Mike Johnston - 2005 Topps Total |
- 2007 - Newly hired manager John Russell started to put together his staff, naming Tony Beasley third base coach, Gary Varsho bench coach and Luis Dorante bullpen coach. He later added Jeff Andrews as pitching coach, Don Long as batting coach and Lou Frazier as the first base coach to complete his first staff. It was new management but the same ol’ results - the team went from 68 wins in ‘07 to 67 in ‘08 and finished in sixth place again in the NL Central
- 2018 - The Pirates sent RHP Tanner Anderson to Oakland for a PTBNL (RHP Wilkin Ramos).

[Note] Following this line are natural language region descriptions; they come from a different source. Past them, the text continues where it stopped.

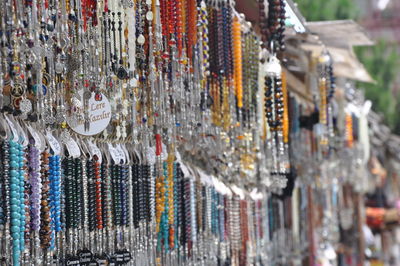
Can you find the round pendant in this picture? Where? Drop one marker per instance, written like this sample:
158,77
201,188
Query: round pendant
17,90
25,106
99,114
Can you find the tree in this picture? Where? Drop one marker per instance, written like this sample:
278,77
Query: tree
382,60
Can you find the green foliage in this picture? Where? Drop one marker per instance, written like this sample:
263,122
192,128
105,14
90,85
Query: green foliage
315,10
382,61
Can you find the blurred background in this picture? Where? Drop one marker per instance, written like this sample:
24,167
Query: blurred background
381,20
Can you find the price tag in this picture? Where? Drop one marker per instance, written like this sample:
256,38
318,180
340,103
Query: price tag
127,157
85,256
185,170
54,144
35,136
94,150
121,153
178,156
151,155
13,129
73,148
164,154
114,154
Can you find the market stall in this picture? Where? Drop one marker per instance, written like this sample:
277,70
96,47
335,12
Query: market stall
177,133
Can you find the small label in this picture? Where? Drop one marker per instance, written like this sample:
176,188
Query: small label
151,155
99,116
85,256
94,150
164,153
113,153
102,260
13,129
127,256
119,257
54,144
121,153
35,136
93,263
72,261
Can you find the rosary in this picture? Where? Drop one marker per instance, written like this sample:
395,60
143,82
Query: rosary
99,100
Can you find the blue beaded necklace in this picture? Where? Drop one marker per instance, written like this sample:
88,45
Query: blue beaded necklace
55,196
17,202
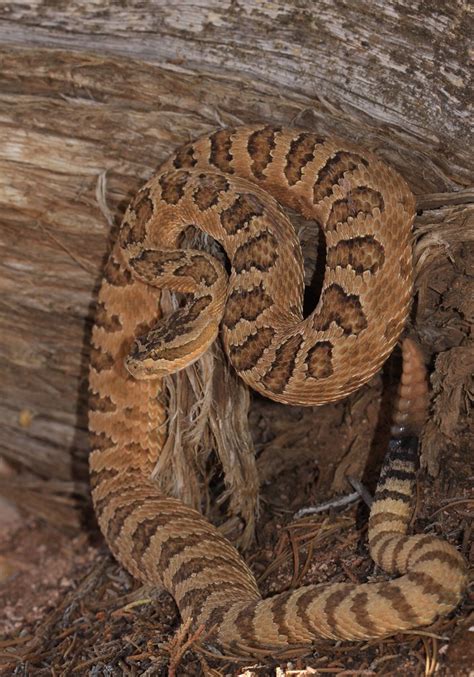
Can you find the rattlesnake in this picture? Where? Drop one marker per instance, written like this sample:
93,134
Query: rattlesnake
227,184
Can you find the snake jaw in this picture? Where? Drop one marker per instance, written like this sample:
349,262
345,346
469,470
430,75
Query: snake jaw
366,211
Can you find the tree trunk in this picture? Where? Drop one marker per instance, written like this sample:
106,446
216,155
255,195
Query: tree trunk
93,98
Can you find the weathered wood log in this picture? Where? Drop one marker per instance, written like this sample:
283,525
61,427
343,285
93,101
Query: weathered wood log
93,99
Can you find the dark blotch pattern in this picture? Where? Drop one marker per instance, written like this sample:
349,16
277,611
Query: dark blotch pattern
240,213
173,185
360,200
246,305
283,365
184,158
341,308
259,252
301,152
200,269
101,360
220,155
100,441
102,403
246,355
210,187
110,323
116,274
333,171
142,207
259,147
319,360
360,253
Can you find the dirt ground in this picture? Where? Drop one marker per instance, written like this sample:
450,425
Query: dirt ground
68,608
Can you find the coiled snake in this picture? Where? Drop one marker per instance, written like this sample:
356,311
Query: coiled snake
227,184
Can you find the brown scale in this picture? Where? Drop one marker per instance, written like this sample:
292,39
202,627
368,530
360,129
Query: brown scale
300,361
334,171
301,152
360,200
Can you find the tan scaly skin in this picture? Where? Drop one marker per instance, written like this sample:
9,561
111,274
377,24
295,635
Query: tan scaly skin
226,184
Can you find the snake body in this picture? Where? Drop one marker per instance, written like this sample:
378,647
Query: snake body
231,184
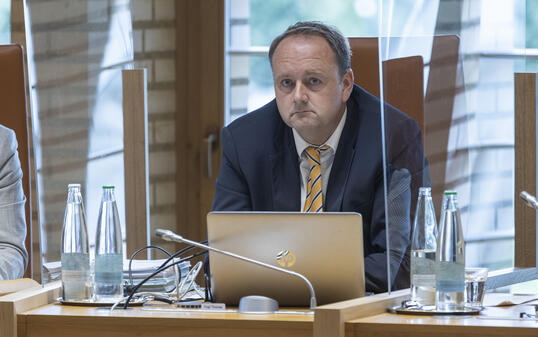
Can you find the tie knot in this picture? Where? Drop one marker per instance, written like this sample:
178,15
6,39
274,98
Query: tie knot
314,152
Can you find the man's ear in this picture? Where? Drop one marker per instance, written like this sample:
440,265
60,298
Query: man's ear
347,84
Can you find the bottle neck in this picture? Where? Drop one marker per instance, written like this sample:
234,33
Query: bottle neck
450,202
108,194
74,196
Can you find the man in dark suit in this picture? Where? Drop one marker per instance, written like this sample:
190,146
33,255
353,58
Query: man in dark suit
320,122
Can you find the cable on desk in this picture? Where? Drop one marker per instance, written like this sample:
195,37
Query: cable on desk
160,269
136,253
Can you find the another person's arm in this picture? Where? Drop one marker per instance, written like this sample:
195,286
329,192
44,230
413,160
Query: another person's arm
13,255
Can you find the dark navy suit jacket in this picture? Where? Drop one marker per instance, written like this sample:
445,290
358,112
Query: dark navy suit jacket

Anderson, 25, was a Harvard grad and had a six-game audition with the Pirates in 2018, going 1-0/6.35, with solid farm stats and a 60% ground ball rate. He was considered a potential mid-inning arm for the pen, but was caught in a 40-man roster churn and moved to the A’s. He didn’t impress in Oakland and was DFA’ed in late 2019; he pitched some indie ball in 2020 and returned to the A’s system in ‘21. He then rejoined the Pittsburgh fold briefly before being DFA’ed at the end of the year; since then, he’s pitched in several foreign leagues and is now a free agent. Ramos was a teen lotto ticket, having pitched in the Dominican but not yet stateside. He tossed very little in 2019, trying to work through a bum elbow, was a non-camp minor leaguer in 2020 and saw action in the Rookie GCL in ‘21 as a 20-year-old. He’s now in the Mets system.
- 2019 - The Pirates added 3B Ke'Bryan Hayes, SS Oneil Cruz, 1B/OF Will Craig, and RHP's Blake Cederlind & Cody Ponce to the 40-man roster, DFA'ing P’s Dario Agrazal, Montana DuRapau, Luis Escobar and Williams Jerez. There was a lot of churn; the Pirates still had eight players on the 60-day IL to restore (RHP Chris Archer, RHP Nick Burdi, RHP Kyle Crick, RHP Chad Kuhl, OF Jason Martin, OF Gregory Polanco, RHP Edgar Santana, RHP Jameson Taillon), and so prior to these moves, they let LHP Frankie Liriano, OF Melky Cabrera & OF/3B Lonnie Chisenhall walk, outrighted RHP James Marvel, RHP Alex McRae, RHP Yefry Ramirez, LHP Wei-Chung Wang, C Steven Baron, IF/OF Jake Elmore & IF Corban Joseph and sold RHP Parker Markel to the Angels.